1991 Italian romance-comedy drama film

Pensavo fosse amore, invece era un calesse (I Thought It Was Love, But It Was a Barouche) is a 1991 Italian romance-comedy drama film. It is the last film directed by Massimo Troisi. For his performance, Angelo Orlando won the David di Donatello for Best Supporting Actor.

== Plot ==

Tommaso and Cecilia are young engaged couple in Naples, leading an apparently regular life. He has a restaurant in Borgo Marinari near the area of Castel dell'Ovo. Tommaso's (single) friend Amedeo owns a book shop nearby; Amedeo's teenager sister, Chiara, is in love with Tommaso.

Tommaso and Cecilia are about to get married, but Cecilia's excessive jealousy might ruin everything. During a moment of intimacy, she is convinced she heard her future husband saying another woman's name, Elena. The situation quickly degenerates, so Cecilia leaves Tommaso and starts seeing a mysterious, older man named Enea.

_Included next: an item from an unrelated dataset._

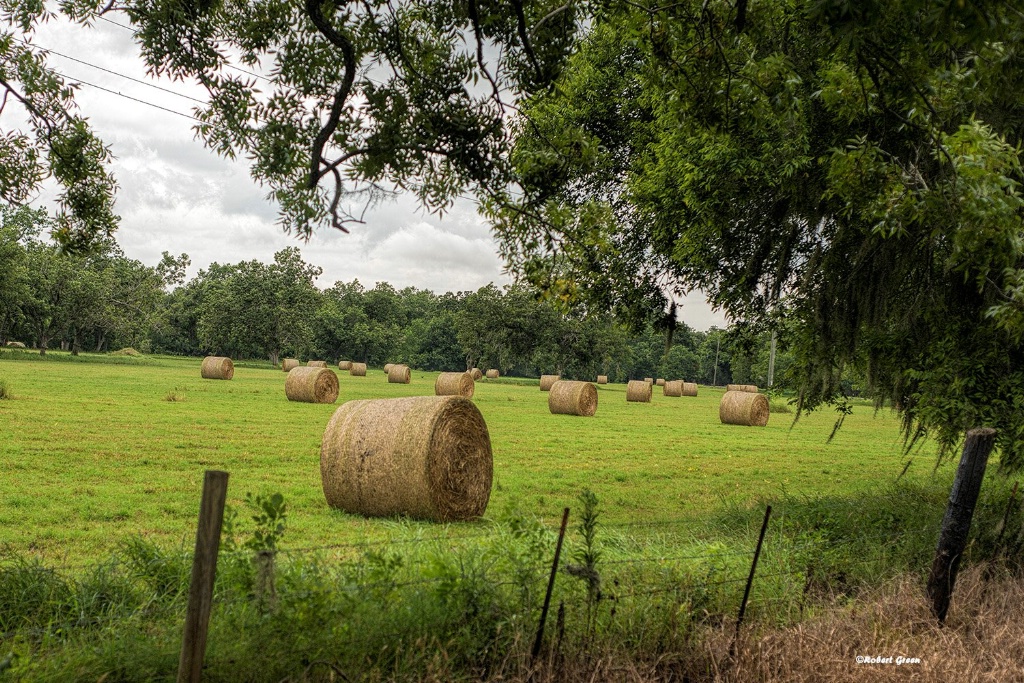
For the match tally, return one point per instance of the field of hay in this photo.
(94, 452)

In the meantime, Amedeo becomes involved with Flora, the former girlfriend of another friend of theirs, Giorgio. When Amedeo's sister Chiara realises that she can't win Tommaso's heart, she spikes his coffee with rat poison in a comic scene. She is so jealous that she even sets Enea's motorcycle on fire.
Tommaso tries to set things straight even turning to a two-bit spellcaster of white magic for help. It seems to work; Cecilia leaves Enea and goes back to Tommaso.

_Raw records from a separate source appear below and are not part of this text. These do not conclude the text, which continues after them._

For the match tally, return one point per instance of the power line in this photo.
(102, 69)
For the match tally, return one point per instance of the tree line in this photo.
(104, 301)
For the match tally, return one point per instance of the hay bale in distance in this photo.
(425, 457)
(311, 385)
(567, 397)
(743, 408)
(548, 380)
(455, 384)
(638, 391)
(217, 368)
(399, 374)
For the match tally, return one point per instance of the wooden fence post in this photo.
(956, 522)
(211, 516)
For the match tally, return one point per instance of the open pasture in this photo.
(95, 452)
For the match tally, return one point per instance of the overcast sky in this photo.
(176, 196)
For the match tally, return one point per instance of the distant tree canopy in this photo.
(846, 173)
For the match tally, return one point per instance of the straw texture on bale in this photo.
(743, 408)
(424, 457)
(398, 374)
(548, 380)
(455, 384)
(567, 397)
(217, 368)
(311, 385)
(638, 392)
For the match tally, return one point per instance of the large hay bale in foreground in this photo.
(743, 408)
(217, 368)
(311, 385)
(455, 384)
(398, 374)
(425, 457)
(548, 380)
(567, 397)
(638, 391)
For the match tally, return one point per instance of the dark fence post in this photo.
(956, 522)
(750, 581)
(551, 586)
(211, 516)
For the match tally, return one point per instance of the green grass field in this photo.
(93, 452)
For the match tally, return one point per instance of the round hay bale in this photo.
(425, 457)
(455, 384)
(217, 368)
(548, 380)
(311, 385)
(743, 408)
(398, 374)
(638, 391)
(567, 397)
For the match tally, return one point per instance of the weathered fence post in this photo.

Their wedding day arrives, but Tommaso does not show up at the church; his love for Cecilia is gone. He sends a message to Cecilia asking her to meet him at a local cafe. He is still wearing his wedding attire and she comes in her wedding dress. He tells her "men and women are not meant to be married", and agreeing she arranges to go out later that night with him.

== Cast ==

- Massimo Troisi: Tommaso
- Francesca Neri: Cecilia
- Marco Messeri: Enea
- Angelo Orlando: Amedeo
- Natalia Bizzi: Flora
==Reception==
It was the third highest-grossing Italian film in Italy in 1992 with a gross of $6.9 million.